Sclerostin, an anti-anabolic glycoprotein produced primarily by osteocytes, is an antagonist of the Wnt/β-catenin signaling pathway, the principle pathway in osteoblastogenesis (1, 2, 3, 4, 5, 6, 7, 8, 9). Glucocorticoids also have a negative impact on the Wnt/β-catenin pathway leading to an imbalance in bone formation and bone resorption, and thereby contributing to glucocorticoid-induced osteoporosis (1, 3, 10, 11, 12, 13). In mice, glucocorticoids increase the expression of sclerostin (14, 15). Administration of a sclerostin-neutralizing antibody or knockout of Sost, the gene encoding sclerostin, reduces glucocorticoid-induced bone loss in mice (16, 17, 18, 19).
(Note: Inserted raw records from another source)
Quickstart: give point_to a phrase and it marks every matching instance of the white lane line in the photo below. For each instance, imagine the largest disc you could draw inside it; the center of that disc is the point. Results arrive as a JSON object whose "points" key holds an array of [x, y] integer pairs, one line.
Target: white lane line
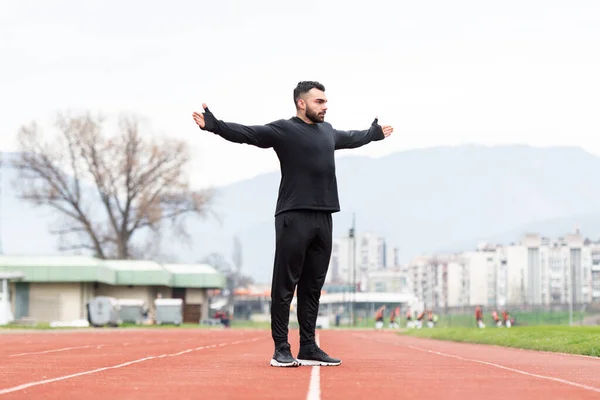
{"points": [[56, 350], [314, 387], [550, 378], [62, 378]]}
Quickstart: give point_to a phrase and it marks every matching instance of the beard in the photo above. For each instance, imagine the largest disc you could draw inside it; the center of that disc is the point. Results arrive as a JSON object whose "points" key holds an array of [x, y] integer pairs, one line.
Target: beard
{"points": [[314, 117]]}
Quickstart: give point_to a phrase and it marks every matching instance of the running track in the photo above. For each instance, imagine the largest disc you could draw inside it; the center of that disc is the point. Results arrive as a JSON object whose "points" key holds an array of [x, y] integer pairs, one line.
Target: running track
{"points": [[234, 364]]}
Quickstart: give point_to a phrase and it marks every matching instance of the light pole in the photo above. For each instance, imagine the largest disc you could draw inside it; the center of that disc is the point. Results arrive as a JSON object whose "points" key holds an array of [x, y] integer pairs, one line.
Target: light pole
{"points": [[352, 235]]}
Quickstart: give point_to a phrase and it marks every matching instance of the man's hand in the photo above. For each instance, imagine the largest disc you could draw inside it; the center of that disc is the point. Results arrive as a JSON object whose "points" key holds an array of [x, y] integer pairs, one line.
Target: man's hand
{"points": [[199, 118], [387, 130]]}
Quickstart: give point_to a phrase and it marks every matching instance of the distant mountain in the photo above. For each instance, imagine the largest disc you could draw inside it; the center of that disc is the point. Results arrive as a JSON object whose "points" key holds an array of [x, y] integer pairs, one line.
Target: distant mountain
{"points": [[420, 200]]}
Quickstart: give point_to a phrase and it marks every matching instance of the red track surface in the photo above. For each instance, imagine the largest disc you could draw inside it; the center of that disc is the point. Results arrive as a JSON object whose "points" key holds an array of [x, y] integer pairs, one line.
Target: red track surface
{"points": [[234, 364]]}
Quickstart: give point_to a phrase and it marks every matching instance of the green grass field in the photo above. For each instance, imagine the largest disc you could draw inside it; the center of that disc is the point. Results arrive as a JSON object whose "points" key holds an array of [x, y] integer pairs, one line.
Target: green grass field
{"points": [[583, 340]]}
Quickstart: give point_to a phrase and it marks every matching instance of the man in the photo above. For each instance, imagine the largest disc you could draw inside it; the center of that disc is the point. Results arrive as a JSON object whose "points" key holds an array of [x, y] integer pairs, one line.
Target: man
{"points": [[308, 196]]}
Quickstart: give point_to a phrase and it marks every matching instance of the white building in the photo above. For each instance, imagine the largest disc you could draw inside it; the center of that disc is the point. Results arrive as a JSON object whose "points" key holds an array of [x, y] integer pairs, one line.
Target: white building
{"points": [[367, 254], [537, 271]]}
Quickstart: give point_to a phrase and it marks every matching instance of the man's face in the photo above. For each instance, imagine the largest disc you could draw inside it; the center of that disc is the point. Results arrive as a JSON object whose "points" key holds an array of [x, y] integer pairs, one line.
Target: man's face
{"points": [[316, 105]]}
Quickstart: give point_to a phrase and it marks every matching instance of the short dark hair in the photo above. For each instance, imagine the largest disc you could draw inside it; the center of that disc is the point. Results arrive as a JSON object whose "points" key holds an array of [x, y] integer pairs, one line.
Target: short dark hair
{"points": [[304, 87]]}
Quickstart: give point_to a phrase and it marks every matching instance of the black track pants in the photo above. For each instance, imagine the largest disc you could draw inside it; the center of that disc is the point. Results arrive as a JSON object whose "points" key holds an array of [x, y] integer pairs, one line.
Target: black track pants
{"points": [[303, 242]]}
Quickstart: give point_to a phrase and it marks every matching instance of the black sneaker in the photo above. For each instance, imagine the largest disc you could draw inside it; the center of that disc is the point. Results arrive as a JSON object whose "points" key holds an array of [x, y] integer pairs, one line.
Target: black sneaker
{"points": [[283, 357], [313, 355]]}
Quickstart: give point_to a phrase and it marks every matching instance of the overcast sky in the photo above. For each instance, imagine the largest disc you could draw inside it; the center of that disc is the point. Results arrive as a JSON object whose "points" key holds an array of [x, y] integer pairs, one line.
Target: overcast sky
{"points": [[441, 72]]}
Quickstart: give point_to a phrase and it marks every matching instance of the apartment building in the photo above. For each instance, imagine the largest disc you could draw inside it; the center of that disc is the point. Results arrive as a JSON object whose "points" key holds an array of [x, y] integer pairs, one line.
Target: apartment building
{"points": [[536, 271], [355, 259]]}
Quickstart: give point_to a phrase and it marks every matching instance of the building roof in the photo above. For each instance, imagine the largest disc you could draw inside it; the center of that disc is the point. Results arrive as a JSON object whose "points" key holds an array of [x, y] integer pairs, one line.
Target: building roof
{"points": [[112, 272]]}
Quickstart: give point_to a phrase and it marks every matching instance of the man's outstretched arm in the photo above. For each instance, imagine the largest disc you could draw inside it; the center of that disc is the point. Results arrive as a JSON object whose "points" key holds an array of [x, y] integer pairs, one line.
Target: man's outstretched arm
{"points": [[353, 139], [260, 135]]}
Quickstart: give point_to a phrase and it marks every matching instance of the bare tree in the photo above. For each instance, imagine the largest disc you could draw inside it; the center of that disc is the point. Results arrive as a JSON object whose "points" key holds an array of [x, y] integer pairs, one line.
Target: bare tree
{"points": [[106, 188]]}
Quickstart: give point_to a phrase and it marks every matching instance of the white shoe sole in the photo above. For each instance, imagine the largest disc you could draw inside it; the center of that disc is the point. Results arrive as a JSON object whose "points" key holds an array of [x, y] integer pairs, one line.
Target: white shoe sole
{"points": [[314, 363], [275, 363]]}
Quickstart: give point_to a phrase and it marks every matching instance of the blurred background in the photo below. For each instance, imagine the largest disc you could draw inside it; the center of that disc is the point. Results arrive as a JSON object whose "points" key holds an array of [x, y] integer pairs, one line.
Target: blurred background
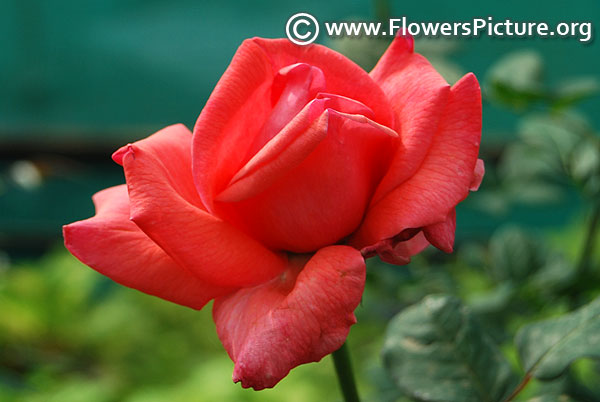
{"points": [[80, 79]]}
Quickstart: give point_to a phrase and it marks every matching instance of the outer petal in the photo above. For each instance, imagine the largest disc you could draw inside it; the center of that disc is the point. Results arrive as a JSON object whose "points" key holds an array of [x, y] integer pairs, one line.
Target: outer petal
{"points": [[323, 199], [114, 246], [477, 175], [418, 95], [400, 253], [296, 318], [444, 178], [165, 207], [242, 101], [441, 235]]}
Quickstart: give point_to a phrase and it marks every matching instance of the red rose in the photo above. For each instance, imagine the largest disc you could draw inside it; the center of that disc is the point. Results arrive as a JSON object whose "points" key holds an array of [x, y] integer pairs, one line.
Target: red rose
{"points": [[301, 164]]}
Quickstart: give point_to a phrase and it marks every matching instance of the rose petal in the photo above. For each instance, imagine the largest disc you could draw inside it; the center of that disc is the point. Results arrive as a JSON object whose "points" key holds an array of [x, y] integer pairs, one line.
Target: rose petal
{"points": [[290, 147], [158, 174], [114, 246], [418, 95], [444, 178], [242, 102], [399, 253], [477, 175], [343, 76], [441, 235], [299, 317], [323, 198]]}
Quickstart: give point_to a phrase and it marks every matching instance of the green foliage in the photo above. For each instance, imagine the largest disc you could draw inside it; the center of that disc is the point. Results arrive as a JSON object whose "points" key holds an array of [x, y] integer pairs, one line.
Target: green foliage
{"points": [[436, 351], [517, 81], [547, 348]]}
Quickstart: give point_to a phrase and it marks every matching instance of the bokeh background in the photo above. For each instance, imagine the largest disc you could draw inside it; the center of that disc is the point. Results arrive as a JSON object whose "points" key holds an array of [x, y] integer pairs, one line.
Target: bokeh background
{"points": [[78, 79]]}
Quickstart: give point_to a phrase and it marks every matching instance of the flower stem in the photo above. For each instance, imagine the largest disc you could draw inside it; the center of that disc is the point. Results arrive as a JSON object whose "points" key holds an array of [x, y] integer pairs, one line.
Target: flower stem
{"points": [[343, 369]]}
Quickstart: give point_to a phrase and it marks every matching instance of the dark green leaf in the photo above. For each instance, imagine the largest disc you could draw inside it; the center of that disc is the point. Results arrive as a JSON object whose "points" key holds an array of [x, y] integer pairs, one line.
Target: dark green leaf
{"points": [[516, 79], [513, 254], [547, 348], [436, 351]]}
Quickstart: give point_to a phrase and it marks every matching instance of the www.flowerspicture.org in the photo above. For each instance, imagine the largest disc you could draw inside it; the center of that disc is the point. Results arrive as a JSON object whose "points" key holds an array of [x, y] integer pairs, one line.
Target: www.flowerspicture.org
{"points": [[303, 29]]}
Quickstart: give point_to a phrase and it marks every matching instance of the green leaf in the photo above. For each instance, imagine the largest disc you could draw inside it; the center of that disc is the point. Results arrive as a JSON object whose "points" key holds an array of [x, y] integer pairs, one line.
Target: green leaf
{"points": [[552, 398], [585, 160], [516, 79], [513, 254], [547, 348], [575, 90], [435, 350]]}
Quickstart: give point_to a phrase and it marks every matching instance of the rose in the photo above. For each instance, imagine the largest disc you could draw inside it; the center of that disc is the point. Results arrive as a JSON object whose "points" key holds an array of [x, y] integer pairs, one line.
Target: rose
{"points": [[300, 166]]}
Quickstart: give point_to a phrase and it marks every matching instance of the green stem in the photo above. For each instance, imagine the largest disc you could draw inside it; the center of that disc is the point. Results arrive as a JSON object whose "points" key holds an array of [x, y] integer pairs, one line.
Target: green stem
{"points": [[590, 238], [583, 276], [519, 388], [343, 369]]}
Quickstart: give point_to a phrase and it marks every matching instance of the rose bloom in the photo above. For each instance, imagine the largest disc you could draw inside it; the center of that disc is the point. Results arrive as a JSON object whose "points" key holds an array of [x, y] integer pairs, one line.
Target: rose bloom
{"points": [[300, 166]]}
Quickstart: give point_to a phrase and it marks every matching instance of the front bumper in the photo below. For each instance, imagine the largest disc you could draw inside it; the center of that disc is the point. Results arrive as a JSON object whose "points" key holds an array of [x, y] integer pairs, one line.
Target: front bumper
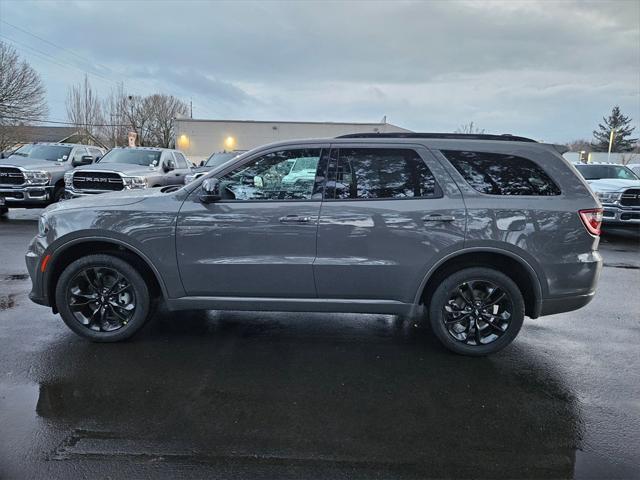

Thus, the adverse effect of glucocorticoids on bone formation may be mediated, in part, by stimulation of the production of sclerostin.

The impact of glucocorticoids on circulating sclerostin levels in humans is uncertain. Increases and decreases in serum sclerostin have been reported in patients with endogenous hypercortisolemia and in patients receiving exogenous glucocorticoids for underlying medical conditions (20, 21, 22, 23, 24, 25, 26, 27). To our knowledge, there is only one randomized study examining the effect of glucocorticoids vs placebo on sclerostin. This study demonstrated a significant decrease in serum sclerostin with a high (30 mg/day), but not low (7.5 mg/day), dose of prednisolone given over 2 weeks in healthy young men (28). These studies examined the effect of glucocorticoids on sclerostin over weeks to months.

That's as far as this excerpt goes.